Where are the dogs with a successful head transplant? Or rats or monkeys or
other mammal?

One of the links a couple of years ago was to
[https://news.ycombinator.com/item?id=5972171](https://news.ycombinator.com/item?id=5972171)
:

> Jerry Silver, a colleague of White’s [who did monkey head/body transplant
> experiments in the 1970s] and the neurosurgeon behind the rat spinal cord
> experiment [where a rat's severed head was reconnected with its own body],
> objects to the entire notion of a human head/body transplant. “It’s complete
> fantasy,” he said in an interview with CBS News.

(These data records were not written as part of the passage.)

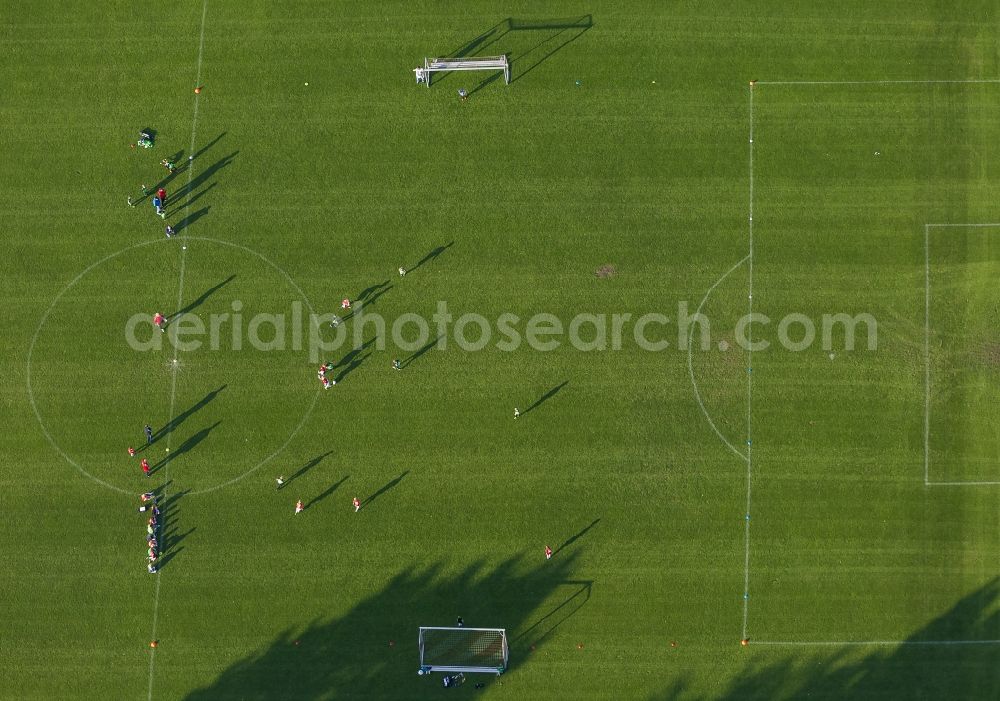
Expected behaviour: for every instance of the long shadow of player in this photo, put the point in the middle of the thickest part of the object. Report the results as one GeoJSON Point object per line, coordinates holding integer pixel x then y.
{"type": "Point", "coordinates": [168, 538]}
{"type": "Point", "coordinates": [329, 490]}
{"type": "Point", "coordinates": [175, 206]}
{"type": "Point", "coordinates": [545, 397]}
{"type": "Point", "coordinates": [189, 444]}
{"type": "Point", "coordinates": [186, 414]}
{"type": "Point", "coordinates": [385, 488]}
{"type": "Point", "coordinates": [308, 466]}
{"type": "Point", "coordinates": [191, 219]}
{"type": "Point", "coordinates": [204, 175]}
{"type": "Point", "coordinates": [371, 290]}
{"type": "Point", "coordinates": [420, 352]}
{"type": "Point", "coordinates": [191, 306]}
{"type": "Point", "coordinates": [432, 255]}
{"type": "Point", "coordinates": [370, 295]}
{"type": "Point", "coordinates": [572, 539]}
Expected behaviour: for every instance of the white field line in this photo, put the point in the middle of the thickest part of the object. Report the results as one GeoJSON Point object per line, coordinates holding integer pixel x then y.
{"type": "Point", "coordinates": [746, 519]}
{"type": "Point", "coordinates": [961, 484]}
{"type": "Point", "coordinates": [694, 382]}
{"type": "Point", "coordinates": [875, 82]}
{"type": "Point", "coordinates": [869, 643]}
{"type": "Point", "coordinates": [927, 357]}
{"type": "Point", "coordinates": [927, 354]}
{"type": "Point", "coordinates": [173, 379]}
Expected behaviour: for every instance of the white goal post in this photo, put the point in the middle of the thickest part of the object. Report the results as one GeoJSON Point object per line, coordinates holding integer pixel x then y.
{"type": "Point", "coordinates": [463, 650]}
{"type": "Point", "coordinates": [469, 63]}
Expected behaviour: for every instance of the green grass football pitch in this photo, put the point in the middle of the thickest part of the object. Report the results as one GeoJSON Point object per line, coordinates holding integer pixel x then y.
{"type": "Point", "coordinates": [838, 508]}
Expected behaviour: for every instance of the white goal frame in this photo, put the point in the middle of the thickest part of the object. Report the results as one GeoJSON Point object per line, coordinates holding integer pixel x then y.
{"type": "Point", "coordinates": [468, 63]}
{"type": "Point", "coordinates": [430, 659]}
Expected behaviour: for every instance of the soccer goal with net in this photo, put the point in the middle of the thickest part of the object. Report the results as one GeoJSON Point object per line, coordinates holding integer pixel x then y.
{"type": "Point", "coordinates": [463, 650]}
{"type": "Point", "coordinates": [468, 63]}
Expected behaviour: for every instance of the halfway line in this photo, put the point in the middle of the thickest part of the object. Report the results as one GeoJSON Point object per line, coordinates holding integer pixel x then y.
{"type": "Point", "coordinates": [746, 519]}
{"type": "Point", "coordinates": [173, 379]}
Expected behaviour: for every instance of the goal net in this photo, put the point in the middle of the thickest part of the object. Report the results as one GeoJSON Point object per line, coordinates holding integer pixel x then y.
{"type": "Point", "coordinates": [463, 650]}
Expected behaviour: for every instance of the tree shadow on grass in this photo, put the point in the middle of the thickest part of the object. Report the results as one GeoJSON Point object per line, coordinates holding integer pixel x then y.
{"type": "Point", "coordinates": [370, 651]}
{"type": "Point", "coordinates": [187, 446]}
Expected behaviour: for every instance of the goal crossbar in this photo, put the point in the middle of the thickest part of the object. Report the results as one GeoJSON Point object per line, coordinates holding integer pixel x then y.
{"type": "Point", "coordinates": [468, 63]}
{"type": "Point", "coordinates": [461, 649]}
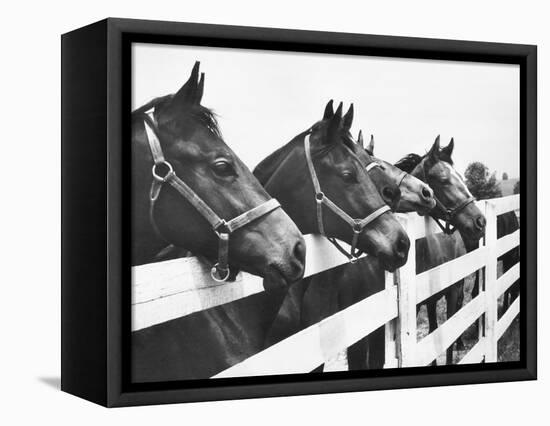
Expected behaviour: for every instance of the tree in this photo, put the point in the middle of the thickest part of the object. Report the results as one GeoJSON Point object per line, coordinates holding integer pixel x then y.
{"type": "Point", "coordinates": [480, 183]}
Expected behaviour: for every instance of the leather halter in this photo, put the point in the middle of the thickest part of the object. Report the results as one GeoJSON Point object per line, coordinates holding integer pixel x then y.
{"type": "Point", "coordinates": [449, 214]}
{"type": "Point", "coordinates": [222, 228]}
{"type": "Point", "coordinates": [357, 225]}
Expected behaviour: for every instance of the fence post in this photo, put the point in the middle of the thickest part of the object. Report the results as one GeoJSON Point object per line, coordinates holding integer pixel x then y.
{"type": "Point", "coordinates": [406, 299]}
{"type": "Point", "coordinates": [391, 360]}
{"type": "Point", "coordinates": [490, 281]}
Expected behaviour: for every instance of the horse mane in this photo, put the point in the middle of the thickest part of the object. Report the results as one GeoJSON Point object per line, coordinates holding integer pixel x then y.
{"type": "Point", "coordinates": [410, 161]}
{"type": "Point", "coordinates": [267, 167]}
{"type": "Point", "coordinates": [201, 114]}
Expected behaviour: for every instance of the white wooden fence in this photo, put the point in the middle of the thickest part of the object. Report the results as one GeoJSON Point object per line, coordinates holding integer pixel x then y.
{"type": "Point", "coordinates": [167, 290]}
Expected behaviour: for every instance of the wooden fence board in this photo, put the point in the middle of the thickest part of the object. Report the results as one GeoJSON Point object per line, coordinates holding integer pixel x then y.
{"type": "Point", "coordinates": [439, 278]}
{"type": "Point", "coordinates": [476, 354]}
{"type": "Point", "coordinates": [309, 348]}
{"type": "Point", "coordinates": [506, 319]}
{"type": "Point", "coordinates": [438, 341]}
{"type": "Point", "coordinates": [171, 289]}
{"type": "Point", "coordinates": [507, 279]}
{"type": "Point", "coordinates": [507, 243]}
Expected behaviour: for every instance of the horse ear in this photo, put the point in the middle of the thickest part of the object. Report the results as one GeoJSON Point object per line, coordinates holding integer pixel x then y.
{"type": "Point", "coordinates": [434, 150]}
{"type": "Point", "coordinates": [370, 147]}
{"type": "Point", "coordinates": [187, 95]}
{"type": "Point", "coordinates": [448, 150]}
{"type": "Point", "coordinates": [360, 140]}
{"type": "Point", "coordinates": [333, 131]}
{"type": "Point", "coordinates": [348, 118]}
{"type": "Point", "coordinates": [329, 111]}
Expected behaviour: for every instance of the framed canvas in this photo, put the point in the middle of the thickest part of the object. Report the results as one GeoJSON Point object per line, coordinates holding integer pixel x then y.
{"type": "Point", "coordinates": [252, 212]}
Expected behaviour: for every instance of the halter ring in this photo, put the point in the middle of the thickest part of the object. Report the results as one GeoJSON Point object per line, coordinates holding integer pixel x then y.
{"type": "Point", "coordinates": [214, 273]}
{"type": "Point", "coordinates": [167, 175]}
{"type": "Point", "coordinates": [319, 197]}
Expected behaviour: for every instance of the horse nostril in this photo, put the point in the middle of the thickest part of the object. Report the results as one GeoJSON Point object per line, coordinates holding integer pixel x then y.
{"type": "Point", "coordinates": [426, 193]}
{"type": "Point", "coordinates": [480, 222]}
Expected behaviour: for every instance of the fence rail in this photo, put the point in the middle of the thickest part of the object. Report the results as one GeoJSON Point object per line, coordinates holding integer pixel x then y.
{"type": "Point", "coordinates": [175, 288]}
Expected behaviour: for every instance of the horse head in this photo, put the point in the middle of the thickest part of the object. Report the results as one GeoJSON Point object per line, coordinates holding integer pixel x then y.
{"type": "Point", "coordinates": [454, 203]}
{"type": "Point", "coordinates": [324, 186]}
{"type": "Point", "coordinates": [198, 185]}
{"type": "Point", "coordinates": [416, 196]}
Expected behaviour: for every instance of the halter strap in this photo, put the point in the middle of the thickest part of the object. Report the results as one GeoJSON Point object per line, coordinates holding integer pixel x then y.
{"type": "Point", "coordinates": [220, 271]}
{"type": "Point", "coordinates": [357, 225]}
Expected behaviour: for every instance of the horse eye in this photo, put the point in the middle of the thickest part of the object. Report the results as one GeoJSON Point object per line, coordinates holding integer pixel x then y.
{"type": "Point", "coordinates": [223, 168]}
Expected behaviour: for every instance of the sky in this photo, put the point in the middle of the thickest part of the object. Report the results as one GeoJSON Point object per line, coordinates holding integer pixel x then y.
{"type": "Point", "coordinates": [264, 98]}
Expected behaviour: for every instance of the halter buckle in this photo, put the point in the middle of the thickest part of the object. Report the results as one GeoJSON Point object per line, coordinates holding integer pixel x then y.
{"type": "Point", "coordinates": [222, 228]}
{"type": "Point", "coordinates": [214, 273]}
{"type": "Point", "coordinates": [155, 171]}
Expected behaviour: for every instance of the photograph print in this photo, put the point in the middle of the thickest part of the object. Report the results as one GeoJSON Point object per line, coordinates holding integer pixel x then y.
{"type": "Point", "coordinates": [297, 212]}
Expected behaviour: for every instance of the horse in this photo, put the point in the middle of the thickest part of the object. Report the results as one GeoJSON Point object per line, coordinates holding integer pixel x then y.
{"type": "Point", "coordinates": [273, 174]}
{"type": "Point", "coordinates": [318, 300]}
{"type": "Point", "coordinates": [334, 187]}
{"type": "Point", "coordinates": [455, 210]}
{"type": "Point", "coordinates": [189, 189]}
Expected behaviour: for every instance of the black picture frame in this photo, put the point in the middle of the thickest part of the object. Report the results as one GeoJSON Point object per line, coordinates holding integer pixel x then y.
{"type": "Point", "coordinates": [95, 233]}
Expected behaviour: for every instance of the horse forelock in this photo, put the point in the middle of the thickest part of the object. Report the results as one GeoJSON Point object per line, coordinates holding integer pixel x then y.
{"type": "Point", "coordinates": [199, 114]}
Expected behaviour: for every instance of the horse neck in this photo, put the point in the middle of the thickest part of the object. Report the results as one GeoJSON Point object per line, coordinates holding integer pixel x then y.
{"type": "Point", "coordinates": [291, 185]}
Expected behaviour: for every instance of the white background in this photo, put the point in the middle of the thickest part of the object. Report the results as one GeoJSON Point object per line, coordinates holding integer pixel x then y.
{"type": "Point", "coordinates": [29, 312]}
{"type": "Point", "coordinates": [263, 99]}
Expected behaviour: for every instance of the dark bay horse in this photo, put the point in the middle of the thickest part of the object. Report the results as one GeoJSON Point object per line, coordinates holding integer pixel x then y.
{"type": "Point", "coordinates": [456, 208]}
{"type": "Point", "coordinates": [323, 163]}
{"type": "Point", "coordinates": [218, 185]}
{"type": "Point", "coordinates": [185, 179]}
{"type": "Point", "coordinates": [327, 293]}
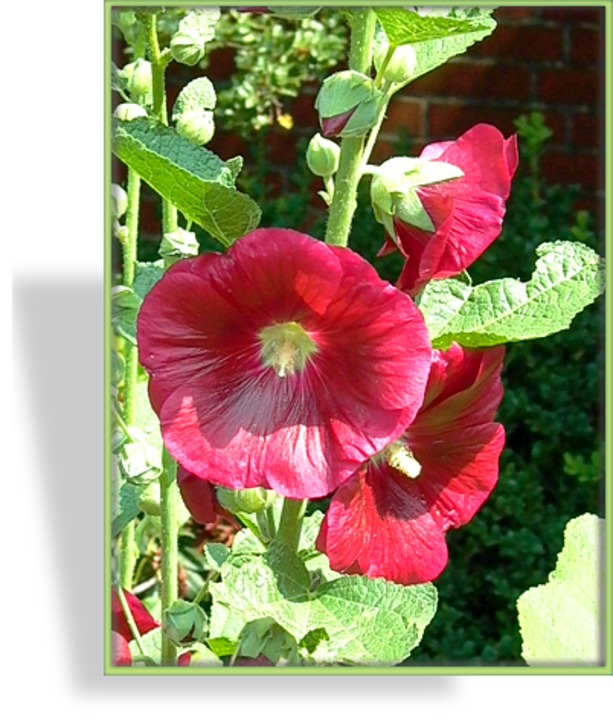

Reminiscing about the
> psychic torture that he believes White’s original monkey patient suffered,
> he added, “I remember that the head would wake up, the facial expressions
> looked like terrible pain and confusion and anxiety.” He dismissed
> Canavero’s theory as “bad science.” Given how controversial the monkey
> experiment itself was, it’s highly likely that Silver is one of many.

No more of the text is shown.